Personalization Models for Email Subject Lines and Send Times
DOI:
https://doi.org/10.47363/JAICC/ICAICC/2025(4)43Keywords:
Personalization Models, Lines and Send Times, Personalization, Email Marketing, Subject Line Optimization, Prediction, Machine Learning, Behavioral Analytics, A/B Testing, Engagement ModelingAbstract
Email campaign success through obtaining high engagement numbers has become harder for platforms with diverse user bases who
operate at large scale. Traditional standardized email methods to deliver marketing content fall short because there are too many
messages combined with brief viewer attention. Joint usage of personalized subject lines with optimized send timing functions as
primary methods to gain user engagement thus leading to better open rates and substantive user interactions. The study establishes
a complete data-based system which employs behavioral analytics, machine learning models together with A/B testing for dynamic
personalization of subject lines and customized send schedules on an individual basis.
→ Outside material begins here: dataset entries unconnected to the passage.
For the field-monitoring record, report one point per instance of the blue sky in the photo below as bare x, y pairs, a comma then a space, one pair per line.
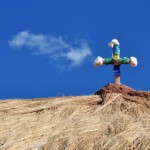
47, 47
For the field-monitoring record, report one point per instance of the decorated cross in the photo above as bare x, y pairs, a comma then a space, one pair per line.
116, 61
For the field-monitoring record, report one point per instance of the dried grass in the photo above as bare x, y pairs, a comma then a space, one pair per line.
76, 123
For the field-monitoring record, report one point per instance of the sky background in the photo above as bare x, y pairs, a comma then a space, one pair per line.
47, 47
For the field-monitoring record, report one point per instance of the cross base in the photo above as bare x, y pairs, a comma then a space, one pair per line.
117, 80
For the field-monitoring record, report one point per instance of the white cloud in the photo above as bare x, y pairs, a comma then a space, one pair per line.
53, 47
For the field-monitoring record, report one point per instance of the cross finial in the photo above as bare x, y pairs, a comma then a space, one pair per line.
116, 61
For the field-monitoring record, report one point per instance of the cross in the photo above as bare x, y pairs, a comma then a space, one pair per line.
116, 61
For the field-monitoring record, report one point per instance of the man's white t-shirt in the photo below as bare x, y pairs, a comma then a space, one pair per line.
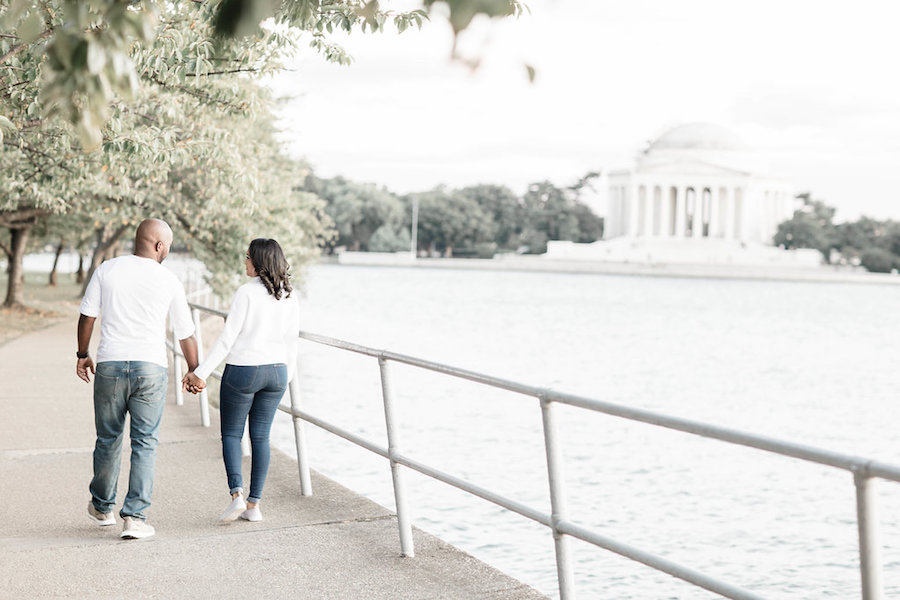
259, 330
135, 295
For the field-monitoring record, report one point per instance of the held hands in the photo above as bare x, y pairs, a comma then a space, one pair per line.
83, 366
191, 383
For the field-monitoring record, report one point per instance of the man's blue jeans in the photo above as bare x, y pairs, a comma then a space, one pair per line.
138, 389
254, 392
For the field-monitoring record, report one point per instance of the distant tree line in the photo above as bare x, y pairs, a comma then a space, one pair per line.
475, 221
868, 242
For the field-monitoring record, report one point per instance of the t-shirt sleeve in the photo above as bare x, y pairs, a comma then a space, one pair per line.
90, 304
180, 313
237, 314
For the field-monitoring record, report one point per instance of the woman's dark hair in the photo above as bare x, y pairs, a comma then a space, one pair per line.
271, 266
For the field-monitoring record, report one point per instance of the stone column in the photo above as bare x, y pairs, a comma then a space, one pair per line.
697, 229
729, 214
649, 209
631, 200
680, 203
665, 211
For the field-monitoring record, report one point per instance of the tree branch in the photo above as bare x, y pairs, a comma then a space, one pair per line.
22, 217
18, 48
230, 71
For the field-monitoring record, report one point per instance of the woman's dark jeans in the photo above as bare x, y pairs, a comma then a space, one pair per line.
253, 391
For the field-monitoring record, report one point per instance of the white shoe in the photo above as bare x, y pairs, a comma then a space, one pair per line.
136, 529
252, 514
237, 506
102, 519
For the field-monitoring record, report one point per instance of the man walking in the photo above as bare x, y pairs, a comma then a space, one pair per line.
134, 293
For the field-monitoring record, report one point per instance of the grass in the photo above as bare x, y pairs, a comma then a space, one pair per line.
44, 305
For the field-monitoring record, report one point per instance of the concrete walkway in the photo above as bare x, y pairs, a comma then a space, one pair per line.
334, 544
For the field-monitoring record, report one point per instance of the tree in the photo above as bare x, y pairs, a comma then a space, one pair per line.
811, 226
877, 260
358, 210
195, 146
89, 43
450, 219
549, 214
505, 210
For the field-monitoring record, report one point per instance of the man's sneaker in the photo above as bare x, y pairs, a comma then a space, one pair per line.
136, 529
102, 519
252, 514
237, 506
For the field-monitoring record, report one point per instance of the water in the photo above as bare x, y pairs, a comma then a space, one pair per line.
809, 362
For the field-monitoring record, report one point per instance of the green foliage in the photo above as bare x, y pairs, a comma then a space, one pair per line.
878, 260
194, 146
505, 210
357, 210
89, 63
550, 211
449, 219
390, 239
810, 227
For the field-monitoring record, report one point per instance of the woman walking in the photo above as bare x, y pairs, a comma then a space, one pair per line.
258, 345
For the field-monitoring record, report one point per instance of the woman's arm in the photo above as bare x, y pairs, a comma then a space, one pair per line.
237, 315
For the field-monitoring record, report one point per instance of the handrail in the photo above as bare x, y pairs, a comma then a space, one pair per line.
863, 469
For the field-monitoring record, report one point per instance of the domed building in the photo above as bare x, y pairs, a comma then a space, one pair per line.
697, 195
697, 180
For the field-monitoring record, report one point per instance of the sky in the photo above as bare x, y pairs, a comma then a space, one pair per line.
812, 85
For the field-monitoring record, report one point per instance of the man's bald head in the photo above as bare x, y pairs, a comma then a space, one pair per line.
153, 239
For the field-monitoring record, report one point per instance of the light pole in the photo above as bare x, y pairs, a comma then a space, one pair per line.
413, 244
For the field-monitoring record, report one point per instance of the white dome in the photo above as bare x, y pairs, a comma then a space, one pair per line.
698, 136
695, 146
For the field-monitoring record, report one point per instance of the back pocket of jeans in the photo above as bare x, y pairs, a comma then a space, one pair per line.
241, 379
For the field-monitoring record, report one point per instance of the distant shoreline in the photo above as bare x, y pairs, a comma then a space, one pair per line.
42, 262
823, 274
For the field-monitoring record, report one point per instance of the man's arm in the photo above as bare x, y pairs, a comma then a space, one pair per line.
189, 349
85, 330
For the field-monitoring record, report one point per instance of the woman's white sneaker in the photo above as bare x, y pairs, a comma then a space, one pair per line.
252, 514
237, 506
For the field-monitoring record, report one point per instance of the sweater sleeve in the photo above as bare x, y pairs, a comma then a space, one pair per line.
237, 315
293, 340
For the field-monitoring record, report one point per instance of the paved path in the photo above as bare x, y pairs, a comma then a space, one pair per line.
334, 544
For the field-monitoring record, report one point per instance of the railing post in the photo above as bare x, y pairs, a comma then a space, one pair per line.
299, 437
869, 551
406, 541
176, 362
204, 396
564, 573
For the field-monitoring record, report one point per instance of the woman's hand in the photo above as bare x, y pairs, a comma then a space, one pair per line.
191, 383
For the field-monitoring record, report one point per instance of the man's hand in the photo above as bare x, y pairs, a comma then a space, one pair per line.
84, 368
191, 383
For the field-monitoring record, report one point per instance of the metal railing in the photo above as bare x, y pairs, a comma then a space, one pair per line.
558, 520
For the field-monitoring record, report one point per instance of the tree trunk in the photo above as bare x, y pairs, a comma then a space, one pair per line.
53, 277
79, 274
100, 252
15, 287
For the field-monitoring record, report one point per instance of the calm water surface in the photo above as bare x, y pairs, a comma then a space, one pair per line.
809, 362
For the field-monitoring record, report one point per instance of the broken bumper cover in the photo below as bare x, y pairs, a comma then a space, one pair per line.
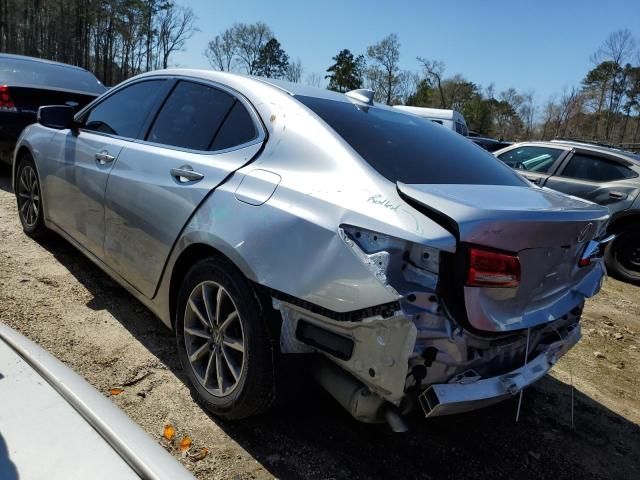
470, 394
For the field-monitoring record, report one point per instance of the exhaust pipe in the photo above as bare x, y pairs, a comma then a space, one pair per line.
356, 398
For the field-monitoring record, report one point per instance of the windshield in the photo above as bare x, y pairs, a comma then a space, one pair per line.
408, 149
18, 71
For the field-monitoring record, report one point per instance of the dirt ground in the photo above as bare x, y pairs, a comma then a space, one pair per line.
56, 297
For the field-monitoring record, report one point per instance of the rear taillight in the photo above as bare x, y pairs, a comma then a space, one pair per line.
492, 269
5, 99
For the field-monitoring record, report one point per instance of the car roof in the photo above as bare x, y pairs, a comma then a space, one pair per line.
232, 78
444, 114
569, 145
40, 60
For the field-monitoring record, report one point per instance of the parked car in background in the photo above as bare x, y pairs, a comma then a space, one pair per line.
451, 119
27, 83
602, 175
260, 218
55, 425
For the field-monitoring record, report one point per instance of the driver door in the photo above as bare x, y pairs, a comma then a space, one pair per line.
86, 156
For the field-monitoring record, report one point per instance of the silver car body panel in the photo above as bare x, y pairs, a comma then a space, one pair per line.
55, 425
284, 210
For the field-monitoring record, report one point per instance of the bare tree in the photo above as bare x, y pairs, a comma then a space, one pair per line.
249, 40
610, 58
294, 71
434, 69
407, 84
528, 112
176, 25
386, 57
221, 51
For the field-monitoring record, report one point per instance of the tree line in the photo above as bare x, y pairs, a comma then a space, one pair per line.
605, 106
115, 39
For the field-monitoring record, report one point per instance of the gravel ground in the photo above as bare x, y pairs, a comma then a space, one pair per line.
59, 299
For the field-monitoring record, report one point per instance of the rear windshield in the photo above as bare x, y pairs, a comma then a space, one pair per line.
16, 71
406, 148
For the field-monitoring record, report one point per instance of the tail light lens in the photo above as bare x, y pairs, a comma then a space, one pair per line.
492, 269
5, 99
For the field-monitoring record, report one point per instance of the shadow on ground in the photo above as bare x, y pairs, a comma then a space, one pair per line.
312, 437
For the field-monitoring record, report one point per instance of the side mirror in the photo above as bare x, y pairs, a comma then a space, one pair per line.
56, 116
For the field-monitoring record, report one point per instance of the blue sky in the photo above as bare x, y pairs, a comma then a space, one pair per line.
530, 45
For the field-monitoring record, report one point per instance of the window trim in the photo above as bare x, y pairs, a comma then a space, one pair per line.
555, 166
599, 155
172, 81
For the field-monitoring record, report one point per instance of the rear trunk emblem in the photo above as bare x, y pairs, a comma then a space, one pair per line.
584, 232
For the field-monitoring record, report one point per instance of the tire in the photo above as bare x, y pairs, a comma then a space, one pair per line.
623, 256
230, 383
29, 198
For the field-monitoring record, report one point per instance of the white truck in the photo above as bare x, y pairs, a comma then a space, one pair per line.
448, 118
The proposed system does that by utilizing
historical user data, engagement patterns and contextual signals to send highly targeted, timely email contents to dramatically
improve user engagement, increases the click through rates and conversion rate from email. Instead of having to sit down and think
of a project strategy, the way this approach works is that personalization can be automated at scale as well as through continuous
learning and optimization using real-time feedback loops and adaptive algorithms to provide a scalable solution for today’s modern
email marketing challenges.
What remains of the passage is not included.